Tracy se volvió hacia su cómplice.
– Vamos -le indicó.
Jean-Louis asintió. Tracy lo había conocido en Antibes. Se trataba de un ladrón que había pasado casi toda su vida entre rejas. No era una persona inteligente, pero sí un genio con cerraduras y alarmas, perfecto para ese trabajo.
Tracy pasó del techo del camión al borde del muro. Desenrolló una escala de cuerda y la sujetó al borde del paredón. Descendieron hasta el jardín. La finca parecía muy distinta de la noche anterior, todo era negro y deprimente.
Jean-Louis avanzaba detrás de Tracy, vigilando que no se acercaran los perros.
Las paredes estaban cubiertas de enredaderas hasta el techo. La noche anterior, Tracy había tanteado casualmente su resistencia. Apoyó ahora el pie en un tronco, y éste no cedió. Comenzó a trepar sin dejar de vigilar los jardines. Ni rastro de los perros. Espero que sigan ocupados un buen rato, se dijo.
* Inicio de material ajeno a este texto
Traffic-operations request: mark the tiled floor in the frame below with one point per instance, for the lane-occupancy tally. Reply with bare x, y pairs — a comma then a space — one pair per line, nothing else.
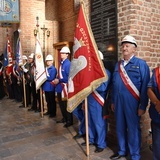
26, 136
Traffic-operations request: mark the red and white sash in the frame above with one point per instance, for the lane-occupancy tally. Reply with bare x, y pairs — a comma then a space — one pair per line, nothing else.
1, 70
98, 98
157, 75
64, 85
128, 83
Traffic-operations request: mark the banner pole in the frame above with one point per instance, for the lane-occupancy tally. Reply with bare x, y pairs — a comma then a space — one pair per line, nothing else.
24, 91
86, 122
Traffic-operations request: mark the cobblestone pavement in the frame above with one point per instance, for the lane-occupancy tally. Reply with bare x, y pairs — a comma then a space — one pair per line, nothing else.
26, 136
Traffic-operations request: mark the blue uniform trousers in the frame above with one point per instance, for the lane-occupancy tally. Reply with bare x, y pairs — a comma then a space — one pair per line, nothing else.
127, 125
156, 140
79, 114
97, 125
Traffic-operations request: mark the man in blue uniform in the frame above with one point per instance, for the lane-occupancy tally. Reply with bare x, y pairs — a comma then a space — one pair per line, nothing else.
129, 98
154, 111
61, 86
49, 88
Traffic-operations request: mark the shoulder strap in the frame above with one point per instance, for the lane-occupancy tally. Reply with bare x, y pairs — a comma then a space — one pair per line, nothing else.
127, 82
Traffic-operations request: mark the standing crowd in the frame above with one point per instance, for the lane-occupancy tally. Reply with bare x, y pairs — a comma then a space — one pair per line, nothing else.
130, 87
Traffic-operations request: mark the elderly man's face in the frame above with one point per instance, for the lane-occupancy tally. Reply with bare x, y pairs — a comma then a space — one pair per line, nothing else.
128, 49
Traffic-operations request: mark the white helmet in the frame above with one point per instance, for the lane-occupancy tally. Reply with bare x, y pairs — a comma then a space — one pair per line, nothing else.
65, 49
100, 54
24, 57
31, 55
49, 58
129, 39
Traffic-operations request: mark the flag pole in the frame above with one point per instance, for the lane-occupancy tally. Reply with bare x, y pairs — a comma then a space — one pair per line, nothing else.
36, 33
23, 79
86, 122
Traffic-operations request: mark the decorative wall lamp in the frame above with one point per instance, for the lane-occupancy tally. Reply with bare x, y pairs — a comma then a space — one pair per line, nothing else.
37, 26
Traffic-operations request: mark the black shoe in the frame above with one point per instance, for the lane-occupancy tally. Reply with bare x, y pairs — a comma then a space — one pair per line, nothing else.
22, 106
98, 150
77, 136
84, 144
61, 121
52, 116
37, 110
117, 156
67, 125
30, 109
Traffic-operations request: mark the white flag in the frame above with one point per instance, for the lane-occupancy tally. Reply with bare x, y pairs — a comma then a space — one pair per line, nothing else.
40, 70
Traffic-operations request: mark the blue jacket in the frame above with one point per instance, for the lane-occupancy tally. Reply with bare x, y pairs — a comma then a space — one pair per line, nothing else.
65, 68
152, 111
139, 73
52, 72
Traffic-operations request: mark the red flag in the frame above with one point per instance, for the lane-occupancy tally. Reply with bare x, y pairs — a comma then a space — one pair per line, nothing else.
8, 62
87, 71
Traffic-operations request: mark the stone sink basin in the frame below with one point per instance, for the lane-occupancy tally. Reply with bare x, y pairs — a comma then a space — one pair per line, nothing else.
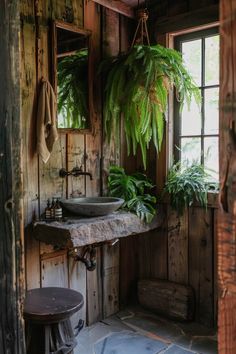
92, 206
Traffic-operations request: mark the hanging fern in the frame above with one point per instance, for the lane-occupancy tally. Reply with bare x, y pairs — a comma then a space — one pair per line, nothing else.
73, 90
137, 86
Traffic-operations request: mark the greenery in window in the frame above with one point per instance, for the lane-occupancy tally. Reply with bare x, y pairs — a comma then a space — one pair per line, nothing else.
134, 189
186, 184
73, 90
137, 86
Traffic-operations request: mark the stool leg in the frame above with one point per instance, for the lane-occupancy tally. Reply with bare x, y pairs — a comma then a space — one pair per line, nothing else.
47, 339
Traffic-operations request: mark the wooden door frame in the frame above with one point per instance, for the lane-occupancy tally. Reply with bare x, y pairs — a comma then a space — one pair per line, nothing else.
11, 218
227, 214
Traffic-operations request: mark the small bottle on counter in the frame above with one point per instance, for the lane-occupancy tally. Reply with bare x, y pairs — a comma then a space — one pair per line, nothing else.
48, 210
58, 210
52, 209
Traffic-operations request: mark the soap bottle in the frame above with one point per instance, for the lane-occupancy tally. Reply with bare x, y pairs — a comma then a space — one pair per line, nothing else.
58, 210
52, 210
48, 210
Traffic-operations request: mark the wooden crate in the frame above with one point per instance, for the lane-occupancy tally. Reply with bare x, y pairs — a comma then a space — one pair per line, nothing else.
167, 298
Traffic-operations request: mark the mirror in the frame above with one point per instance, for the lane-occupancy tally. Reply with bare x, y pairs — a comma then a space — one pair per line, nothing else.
72, 76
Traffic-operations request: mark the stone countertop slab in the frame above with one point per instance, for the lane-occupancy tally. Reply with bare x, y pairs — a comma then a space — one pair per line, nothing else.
80, 231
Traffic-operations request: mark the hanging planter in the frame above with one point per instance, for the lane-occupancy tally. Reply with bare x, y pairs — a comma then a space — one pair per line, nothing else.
137, 86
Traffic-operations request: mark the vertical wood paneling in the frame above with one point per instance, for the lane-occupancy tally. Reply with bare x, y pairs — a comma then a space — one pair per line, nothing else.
94, 291
201, 262
177, 246
110, 274
11, 184
54, 270
92, 18
111, 47
75, 158
93, 155
129, 268
77, 281
227, 214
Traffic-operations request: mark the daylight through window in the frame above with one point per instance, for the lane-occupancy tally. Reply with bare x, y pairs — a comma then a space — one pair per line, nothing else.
197, 128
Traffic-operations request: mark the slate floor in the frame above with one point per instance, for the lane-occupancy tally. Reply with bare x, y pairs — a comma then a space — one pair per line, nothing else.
136, 331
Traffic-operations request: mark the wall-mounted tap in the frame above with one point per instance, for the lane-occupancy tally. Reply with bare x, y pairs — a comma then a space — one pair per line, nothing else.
75, 172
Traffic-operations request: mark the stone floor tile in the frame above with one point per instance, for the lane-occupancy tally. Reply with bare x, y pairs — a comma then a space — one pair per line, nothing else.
204, 346
175, 349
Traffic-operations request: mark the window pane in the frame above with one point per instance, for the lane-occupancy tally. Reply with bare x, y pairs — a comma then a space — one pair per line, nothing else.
212, 60
191, 120
211, 154
190, 150
192, 52
211, 111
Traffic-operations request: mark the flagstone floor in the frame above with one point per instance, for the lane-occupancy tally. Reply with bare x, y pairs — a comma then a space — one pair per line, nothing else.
136, 331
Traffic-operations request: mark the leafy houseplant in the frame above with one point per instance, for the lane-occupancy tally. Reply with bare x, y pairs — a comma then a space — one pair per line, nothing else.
133, 189
73, 90
137, 86
185, 185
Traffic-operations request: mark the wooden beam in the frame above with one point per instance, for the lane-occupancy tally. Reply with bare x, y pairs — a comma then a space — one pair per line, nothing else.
187, 20
11, 188
118, 6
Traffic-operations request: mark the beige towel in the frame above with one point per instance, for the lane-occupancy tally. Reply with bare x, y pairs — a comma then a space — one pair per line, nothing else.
46, 121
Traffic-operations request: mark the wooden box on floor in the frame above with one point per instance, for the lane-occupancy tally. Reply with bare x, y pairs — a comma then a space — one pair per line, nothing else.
167, 298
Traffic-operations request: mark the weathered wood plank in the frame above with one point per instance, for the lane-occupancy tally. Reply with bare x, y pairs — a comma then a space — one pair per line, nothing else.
177, 246
54, 270
227, 214
201, 16
32, 260
78, 232
167, 298
75, 158
117, 6
92, 18
94, 291
201, 262
77, 281
129, 268
11, 186
111, 150
110, 272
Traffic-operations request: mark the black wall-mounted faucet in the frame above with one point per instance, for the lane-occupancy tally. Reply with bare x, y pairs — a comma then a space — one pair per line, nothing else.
75, 172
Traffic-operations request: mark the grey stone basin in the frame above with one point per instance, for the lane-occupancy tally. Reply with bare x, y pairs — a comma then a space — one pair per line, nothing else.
92, 206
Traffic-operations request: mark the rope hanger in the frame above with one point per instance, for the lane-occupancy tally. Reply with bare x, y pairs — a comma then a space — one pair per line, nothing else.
142, 16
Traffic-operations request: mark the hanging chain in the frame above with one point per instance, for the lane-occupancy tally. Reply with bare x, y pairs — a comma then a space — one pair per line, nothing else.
142, 15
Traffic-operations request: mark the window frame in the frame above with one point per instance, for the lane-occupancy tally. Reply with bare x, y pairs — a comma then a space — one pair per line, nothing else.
178, 40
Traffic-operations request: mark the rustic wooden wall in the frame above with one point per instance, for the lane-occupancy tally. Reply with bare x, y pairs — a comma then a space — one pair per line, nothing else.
11, 218
165, 254
184, 250
227, 214
44, 265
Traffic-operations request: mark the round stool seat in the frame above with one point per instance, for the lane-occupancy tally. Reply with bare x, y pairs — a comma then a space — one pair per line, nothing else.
51, 304
47, 313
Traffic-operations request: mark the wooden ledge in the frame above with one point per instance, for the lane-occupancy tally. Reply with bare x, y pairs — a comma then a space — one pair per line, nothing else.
78, 231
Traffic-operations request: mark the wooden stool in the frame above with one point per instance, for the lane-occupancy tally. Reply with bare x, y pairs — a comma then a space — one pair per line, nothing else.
47, 313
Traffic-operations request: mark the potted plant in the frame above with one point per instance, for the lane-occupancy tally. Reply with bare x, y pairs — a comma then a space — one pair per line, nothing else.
186, 184
136, 86
134, 189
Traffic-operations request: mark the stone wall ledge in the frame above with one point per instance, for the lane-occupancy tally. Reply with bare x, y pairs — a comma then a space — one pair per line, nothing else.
79, 231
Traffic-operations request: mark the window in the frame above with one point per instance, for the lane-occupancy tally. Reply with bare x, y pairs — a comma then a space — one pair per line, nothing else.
196, 129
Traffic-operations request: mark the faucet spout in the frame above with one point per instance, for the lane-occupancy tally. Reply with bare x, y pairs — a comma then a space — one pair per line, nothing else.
75, 172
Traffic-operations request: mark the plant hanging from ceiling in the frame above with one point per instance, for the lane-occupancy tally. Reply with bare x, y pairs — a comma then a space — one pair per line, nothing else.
137, 86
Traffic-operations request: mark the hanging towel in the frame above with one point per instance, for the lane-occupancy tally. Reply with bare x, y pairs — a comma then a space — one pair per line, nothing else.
46, 121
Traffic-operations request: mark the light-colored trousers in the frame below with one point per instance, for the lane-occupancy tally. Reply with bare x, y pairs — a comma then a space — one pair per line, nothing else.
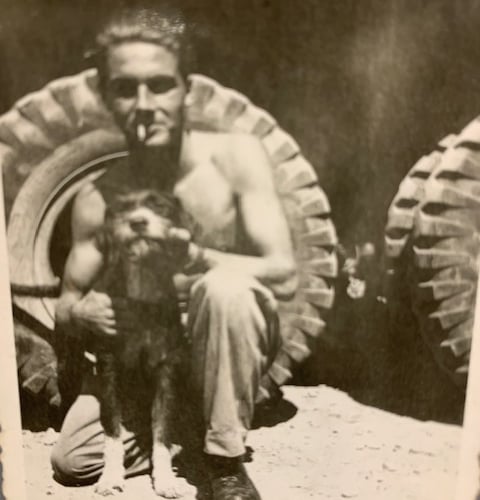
233, 343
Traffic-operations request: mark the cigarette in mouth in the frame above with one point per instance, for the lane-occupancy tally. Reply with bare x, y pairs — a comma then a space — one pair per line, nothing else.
141, 132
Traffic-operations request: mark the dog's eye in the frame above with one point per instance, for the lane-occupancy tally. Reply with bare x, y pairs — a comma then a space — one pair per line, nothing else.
122, 206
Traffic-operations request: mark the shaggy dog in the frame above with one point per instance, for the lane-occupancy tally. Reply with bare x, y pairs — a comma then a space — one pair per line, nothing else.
143, 357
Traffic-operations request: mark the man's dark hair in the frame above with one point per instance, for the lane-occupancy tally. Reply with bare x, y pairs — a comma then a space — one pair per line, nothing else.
162, 25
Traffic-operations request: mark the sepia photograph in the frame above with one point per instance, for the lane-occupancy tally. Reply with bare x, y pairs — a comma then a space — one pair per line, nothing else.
240, 249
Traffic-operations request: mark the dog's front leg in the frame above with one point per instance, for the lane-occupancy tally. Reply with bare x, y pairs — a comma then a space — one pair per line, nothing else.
112, 479
165, 483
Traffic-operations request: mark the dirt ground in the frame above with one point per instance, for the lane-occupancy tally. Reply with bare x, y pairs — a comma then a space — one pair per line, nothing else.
320, 444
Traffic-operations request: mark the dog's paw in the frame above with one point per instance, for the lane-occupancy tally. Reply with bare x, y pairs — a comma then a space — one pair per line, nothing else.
170, 486
110, 484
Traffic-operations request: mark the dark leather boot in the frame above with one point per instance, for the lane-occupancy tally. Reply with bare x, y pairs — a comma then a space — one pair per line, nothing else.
229, 480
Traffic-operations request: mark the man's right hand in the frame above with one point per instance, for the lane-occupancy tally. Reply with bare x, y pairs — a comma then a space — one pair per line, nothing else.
95, 313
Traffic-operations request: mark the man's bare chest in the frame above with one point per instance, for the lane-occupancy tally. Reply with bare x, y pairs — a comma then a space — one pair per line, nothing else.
208, 198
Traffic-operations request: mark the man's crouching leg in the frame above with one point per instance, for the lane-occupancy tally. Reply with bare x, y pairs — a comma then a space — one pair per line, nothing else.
234, 340
77, 458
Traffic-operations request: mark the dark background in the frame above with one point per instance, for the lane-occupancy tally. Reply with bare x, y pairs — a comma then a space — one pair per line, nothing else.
365, 86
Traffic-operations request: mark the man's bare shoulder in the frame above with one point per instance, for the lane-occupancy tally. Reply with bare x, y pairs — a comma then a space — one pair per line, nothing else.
88, 212
236, 154
217, 142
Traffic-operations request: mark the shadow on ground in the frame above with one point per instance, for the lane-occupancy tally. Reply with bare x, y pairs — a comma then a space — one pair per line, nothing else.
380, 364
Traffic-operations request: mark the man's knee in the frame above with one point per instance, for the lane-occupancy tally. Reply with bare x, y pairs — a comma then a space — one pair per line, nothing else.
71, 466
222, 287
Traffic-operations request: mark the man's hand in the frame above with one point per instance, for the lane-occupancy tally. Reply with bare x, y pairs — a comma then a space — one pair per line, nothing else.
94, 312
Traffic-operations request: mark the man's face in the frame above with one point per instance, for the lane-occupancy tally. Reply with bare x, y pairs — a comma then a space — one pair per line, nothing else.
145, 91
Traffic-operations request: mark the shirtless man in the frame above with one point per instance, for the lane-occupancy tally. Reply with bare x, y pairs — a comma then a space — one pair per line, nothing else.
224, 182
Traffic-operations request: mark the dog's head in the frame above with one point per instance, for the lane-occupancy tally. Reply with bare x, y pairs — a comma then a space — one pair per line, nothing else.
137, 223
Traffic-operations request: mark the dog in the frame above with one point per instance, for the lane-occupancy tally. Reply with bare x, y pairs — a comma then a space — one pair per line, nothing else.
147, 350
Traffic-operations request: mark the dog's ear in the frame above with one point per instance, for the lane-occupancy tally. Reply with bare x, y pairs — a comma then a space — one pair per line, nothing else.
105, 244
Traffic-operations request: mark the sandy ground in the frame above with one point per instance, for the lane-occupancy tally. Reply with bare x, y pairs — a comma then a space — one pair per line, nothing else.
326, 445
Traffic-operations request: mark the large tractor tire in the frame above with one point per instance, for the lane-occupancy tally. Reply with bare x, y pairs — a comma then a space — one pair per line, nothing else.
431, 250
55, 140
446, 250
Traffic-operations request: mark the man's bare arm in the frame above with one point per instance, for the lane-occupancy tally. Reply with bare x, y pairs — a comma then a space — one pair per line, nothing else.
248, 169
79, 306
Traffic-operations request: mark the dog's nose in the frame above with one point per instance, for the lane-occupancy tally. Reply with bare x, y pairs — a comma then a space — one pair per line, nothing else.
138, 223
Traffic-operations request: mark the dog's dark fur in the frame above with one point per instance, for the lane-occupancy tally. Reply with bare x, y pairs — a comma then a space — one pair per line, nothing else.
147, 349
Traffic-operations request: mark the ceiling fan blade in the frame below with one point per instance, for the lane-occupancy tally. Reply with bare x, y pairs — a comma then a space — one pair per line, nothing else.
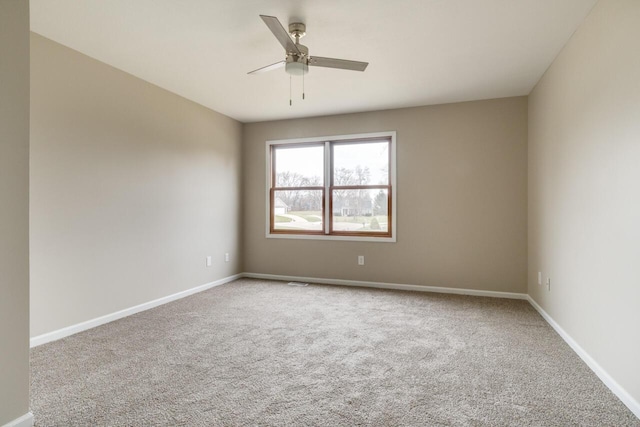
268, 67
344, 64
281, 34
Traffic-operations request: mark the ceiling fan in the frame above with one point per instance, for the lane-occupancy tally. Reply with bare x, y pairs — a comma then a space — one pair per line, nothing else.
297, 59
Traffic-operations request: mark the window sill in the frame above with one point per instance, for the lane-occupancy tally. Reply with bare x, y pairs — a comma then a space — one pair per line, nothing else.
391, 239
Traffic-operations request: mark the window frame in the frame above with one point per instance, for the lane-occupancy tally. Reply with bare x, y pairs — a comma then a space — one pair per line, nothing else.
327, 233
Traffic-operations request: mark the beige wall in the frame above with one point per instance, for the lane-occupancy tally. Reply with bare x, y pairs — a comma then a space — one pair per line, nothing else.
131, 188
14, 209
584, 189
462, 200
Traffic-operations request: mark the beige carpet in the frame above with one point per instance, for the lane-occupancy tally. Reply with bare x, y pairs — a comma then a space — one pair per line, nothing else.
260, 353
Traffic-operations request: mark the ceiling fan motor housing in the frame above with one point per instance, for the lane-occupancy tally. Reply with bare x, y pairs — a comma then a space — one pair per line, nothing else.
297, 65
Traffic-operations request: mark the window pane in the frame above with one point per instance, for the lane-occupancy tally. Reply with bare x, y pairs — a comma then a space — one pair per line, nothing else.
361, 163
361, 211
298, 210
297, 166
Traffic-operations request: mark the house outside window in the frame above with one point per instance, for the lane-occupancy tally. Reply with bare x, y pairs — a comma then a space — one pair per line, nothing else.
332, 188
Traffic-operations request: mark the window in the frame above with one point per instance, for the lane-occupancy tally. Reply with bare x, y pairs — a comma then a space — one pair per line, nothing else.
340, 188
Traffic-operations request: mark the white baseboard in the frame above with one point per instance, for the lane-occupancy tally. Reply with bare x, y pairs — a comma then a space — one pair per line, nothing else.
383, 285
74, 329
24, 421
616, 388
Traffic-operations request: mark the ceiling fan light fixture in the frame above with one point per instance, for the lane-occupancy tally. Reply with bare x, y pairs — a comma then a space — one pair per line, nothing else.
296, 68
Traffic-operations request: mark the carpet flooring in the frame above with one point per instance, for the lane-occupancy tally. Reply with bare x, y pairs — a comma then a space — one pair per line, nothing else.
263, 353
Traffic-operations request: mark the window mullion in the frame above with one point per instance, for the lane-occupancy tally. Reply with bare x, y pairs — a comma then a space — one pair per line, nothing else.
327, 184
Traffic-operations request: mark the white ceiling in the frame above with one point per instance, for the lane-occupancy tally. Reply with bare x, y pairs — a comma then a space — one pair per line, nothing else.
420, 52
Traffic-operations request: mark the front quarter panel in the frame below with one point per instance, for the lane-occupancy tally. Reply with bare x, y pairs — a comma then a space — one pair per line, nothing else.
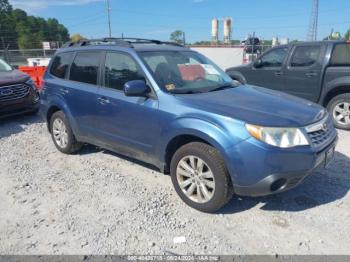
221, 132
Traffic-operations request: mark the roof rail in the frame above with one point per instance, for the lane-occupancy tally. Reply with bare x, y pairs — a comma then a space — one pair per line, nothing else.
128, 42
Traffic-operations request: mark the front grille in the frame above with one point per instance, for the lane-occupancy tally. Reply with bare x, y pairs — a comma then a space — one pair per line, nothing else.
320, 133
13, 92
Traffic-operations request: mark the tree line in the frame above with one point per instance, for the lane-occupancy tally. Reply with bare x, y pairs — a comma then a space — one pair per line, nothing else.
18, 30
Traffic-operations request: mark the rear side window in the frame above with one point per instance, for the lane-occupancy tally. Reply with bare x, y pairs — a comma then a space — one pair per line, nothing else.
274, 58
305, 56
119, 69
341, 55
61, 64
85, 67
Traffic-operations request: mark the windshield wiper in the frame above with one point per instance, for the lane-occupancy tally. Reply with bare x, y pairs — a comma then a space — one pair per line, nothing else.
184, 92
221, 87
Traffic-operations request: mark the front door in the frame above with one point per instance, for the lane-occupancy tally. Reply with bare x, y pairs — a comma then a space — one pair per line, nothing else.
268, 70
129, 124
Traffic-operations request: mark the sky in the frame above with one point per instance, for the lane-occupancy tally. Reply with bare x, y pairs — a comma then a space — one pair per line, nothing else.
156, 19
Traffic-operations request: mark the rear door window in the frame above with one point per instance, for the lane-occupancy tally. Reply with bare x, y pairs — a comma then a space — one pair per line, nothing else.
274, 58
119, 69
60, 65
341, 55
305, 56
85, 67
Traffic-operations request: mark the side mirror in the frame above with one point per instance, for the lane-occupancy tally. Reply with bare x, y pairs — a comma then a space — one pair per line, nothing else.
136, 88
258, 63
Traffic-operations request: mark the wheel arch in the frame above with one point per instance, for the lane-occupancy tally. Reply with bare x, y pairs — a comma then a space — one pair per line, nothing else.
335, 91
187, 130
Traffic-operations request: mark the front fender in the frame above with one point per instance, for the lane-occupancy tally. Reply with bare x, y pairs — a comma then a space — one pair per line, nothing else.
219, 136
58, 101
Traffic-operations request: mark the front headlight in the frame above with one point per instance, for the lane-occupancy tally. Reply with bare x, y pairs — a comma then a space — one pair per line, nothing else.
279, 137
31, 83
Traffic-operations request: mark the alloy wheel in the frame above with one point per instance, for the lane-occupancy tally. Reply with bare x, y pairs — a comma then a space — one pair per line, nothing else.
195, 179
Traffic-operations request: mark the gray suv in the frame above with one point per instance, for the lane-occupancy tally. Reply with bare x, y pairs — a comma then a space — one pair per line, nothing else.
317, 71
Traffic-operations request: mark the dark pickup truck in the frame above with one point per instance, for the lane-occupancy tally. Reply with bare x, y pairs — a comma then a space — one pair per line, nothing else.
317, 71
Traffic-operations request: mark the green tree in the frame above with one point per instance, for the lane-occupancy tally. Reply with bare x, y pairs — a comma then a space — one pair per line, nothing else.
18, 30
5, 6
177, 36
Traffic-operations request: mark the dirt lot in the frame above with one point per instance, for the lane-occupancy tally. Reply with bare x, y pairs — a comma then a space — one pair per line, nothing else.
98, 203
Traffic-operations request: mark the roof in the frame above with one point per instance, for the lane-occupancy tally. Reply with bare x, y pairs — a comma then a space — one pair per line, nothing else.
136, 44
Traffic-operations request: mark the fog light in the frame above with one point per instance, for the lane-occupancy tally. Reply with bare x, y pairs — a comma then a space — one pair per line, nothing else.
278, 185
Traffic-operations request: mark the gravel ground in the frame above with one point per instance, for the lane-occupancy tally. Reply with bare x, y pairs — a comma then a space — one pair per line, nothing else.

Al llegar al techo le hizo una señal a Jean-Louis y esperó que él estuviera a su lado. Con la luz de una linterna vieron una claraboya cerrada con llave desde abajo. Jean-Louis sacó un cortavidrios de su mochila, y en menos de un minuto había retirado el cristal.
Tracy miró hacia adentro.
– ¿Podrás anular la alarma, Jean?
– Ningún problema.
Sacó de la mochila un cable de unos treinta centímetros con una grapa tipo broche en cada extremo. Localizó el comienzo del cable de la alarma, y conectó allí la grapa. Sacó unas tenazas y cortó con cuidado el cable.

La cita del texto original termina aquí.